In fact, he says, it is changing.

Erbilgin has been awarded the Alberta Ingenuity New Faculty Award, worth $299,790. He will investigate the invasion dynamics of the mountain pine beetle in jack pine forests and its interaction with another important forest pest, the jack pine budworm.

“My goal is to determine whether or not trees that have already been attacked by the budworm are going to be highly susceptible to the pine beetle,” he said. “If that’s the case, we still have some time to do some pre-emptive management. If they are more susceptible, just go and cut down those trees that have been attacked by budworms.”

Because the budworm only feeds on the foliage, the timber still has economic value if harvested before a mountain pine beetle outbreak.

The findings could help identify jack pine forests that are at risk of invasion by the mountain pine beetle, so vulnerable trees can be cleared to avoid encouraging population growth of the insect into new areas. The information could also be used to predict where beetles could disperse and successfully establish themselves.

Currently, jack pine forests have not been attacked by the pine beetle, though hybrid forests of lodgepole and jack pine have been invaded.
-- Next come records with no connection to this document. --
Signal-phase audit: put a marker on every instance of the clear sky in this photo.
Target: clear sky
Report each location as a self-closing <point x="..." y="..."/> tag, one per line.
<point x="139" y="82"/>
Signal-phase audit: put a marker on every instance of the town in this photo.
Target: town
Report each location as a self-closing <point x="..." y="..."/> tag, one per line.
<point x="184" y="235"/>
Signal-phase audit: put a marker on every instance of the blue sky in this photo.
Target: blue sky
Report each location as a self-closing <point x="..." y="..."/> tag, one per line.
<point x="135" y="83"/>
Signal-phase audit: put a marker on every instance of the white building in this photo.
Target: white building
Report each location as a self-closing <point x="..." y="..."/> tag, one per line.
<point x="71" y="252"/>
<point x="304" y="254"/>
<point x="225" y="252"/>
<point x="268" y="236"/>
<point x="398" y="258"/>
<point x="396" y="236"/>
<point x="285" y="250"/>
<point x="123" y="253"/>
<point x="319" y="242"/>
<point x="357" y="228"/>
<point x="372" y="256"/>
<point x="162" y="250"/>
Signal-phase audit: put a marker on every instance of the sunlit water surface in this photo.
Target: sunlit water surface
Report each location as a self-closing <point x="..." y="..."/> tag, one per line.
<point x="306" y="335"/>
“Without susceptible trees, the pine beetle can’t establish and survive in jack pine forests,” Erbilgin said.

Jack pine forests extend east of the Rocky Mountains, all the way from the Northwest Territories to Nova Scotia, and provide the main source for timber industries in Manitoba and Ontario. The jack pine grows further north than any other pine and is the most widely distributed pine species in Canada.